In 1946, Paula Fox boarded a converted Liberty Ship and sailed to Europe, following a well-worn trajectory of young Americans seeking to find themselves. This 22-year-old’s journey took on an added layer of meaning, however, as she was heading toward a continent still in ruins after the war. The stories of what she found are told in The Coldest Winter: A Stringer in Liberated Europe, the follow-up to her well-received first memoir, Borrowed Finery.
Fox, a writer with six novels and a Newbery Award-winning children’s book to her credit, maintains a sparse, steady tone throughout The Coldest Winter, whether writing about good times or painful memories. Her short chapters go by like scenery through the window of a moving train as she rapidly recounts experiences in Paris, London, Warsaw distilling each into remarkably acute images.

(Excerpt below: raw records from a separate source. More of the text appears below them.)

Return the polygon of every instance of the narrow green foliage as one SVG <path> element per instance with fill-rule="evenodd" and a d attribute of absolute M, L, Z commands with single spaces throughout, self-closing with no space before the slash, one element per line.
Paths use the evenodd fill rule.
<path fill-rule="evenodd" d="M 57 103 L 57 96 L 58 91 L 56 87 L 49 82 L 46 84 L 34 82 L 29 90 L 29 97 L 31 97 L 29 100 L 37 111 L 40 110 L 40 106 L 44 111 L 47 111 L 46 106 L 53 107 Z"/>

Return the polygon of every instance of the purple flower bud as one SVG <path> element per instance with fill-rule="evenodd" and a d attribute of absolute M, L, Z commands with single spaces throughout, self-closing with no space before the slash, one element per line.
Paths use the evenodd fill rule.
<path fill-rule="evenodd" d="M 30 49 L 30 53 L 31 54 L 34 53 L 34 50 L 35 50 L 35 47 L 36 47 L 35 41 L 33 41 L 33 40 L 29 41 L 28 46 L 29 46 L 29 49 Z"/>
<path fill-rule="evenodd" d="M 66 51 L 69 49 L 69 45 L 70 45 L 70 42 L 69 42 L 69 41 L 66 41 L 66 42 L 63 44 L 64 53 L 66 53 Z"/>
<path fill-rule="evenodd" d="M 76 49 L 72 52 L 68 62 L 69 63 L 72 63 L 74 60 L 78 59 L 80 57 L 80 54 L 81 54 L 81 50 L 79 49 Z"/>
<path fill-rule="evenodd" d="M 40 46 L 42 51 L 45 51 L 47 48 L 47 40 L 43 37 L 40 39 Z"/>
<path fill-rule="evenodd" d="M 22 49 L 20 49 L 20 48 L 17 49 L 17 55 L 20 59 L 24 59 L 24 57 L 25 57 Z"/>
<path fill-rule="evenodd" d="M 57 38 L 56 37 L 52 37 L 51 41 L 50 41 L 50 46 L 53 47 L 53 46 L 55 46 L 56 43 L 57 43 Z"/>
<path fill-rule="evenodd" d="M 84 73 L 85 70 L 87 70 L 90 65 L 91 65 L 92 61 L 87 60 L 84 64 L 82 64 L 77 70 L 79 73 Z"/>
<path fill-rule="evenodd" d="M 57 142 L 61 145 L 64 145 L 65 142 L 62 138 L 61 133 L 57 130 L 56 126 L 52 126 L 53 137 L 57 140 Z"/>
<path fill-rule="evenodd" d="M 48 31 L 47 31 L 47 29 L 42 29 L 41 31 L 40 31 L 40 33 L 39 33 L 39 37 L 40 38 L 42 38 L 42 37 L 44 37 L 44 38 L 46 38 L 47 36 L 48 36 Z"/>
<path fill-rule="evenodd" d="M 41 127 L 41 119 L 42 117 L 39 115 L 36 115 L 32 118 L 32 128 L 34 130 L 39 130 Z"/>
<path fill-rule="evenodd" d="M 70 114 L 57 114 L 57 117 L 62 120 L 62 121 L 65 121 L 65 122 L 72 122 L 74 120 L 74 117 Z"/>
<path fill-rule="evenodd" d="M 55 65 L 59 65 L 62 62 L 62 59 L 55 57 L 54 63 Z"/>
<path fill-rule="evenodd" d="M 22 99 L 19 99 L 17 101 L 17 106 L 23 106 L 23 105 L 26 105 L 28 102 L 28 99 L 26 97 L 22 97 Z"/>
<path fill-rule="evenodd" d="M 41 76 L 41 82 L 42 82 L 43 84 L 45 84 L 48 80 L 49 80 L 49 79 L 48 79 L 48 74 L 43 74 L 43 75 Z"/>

Before turning to Europe, she writes briefly of her life in New York, alternating between a world-weariness that belies her then-tender years, but not the life chronicled in Borrowed Finery ("For what seemed one hundred years, I paid rent to landlords"), and sheer delight at life in a city where she could happen upon the likes of Paul Robeson and Billie Holiday. As she puts it: "People, some of them now names on headstones, were walking around the city in the days of my youth, and you might run into them in all sorts of places. I met Duke Ellington on a flight of marble steps leading down from an exhibit by the painter Stuart Davis." Her meetings with ordinary people overseas are no less interesting. After listening to a Holocaust survivor during a tram ride through a frigid Prague night, she writes: "I was unable to take in the meaning of his story except suddenly, and then for only a few seconds at a time. When I did, it was as though I grasped broken glass in my hand." Yet, in spite of the devastation, despair and shock she encounters, Fox returns to the U.S. with a new sense of self. She has had the proverbial experience of an American abroad after all.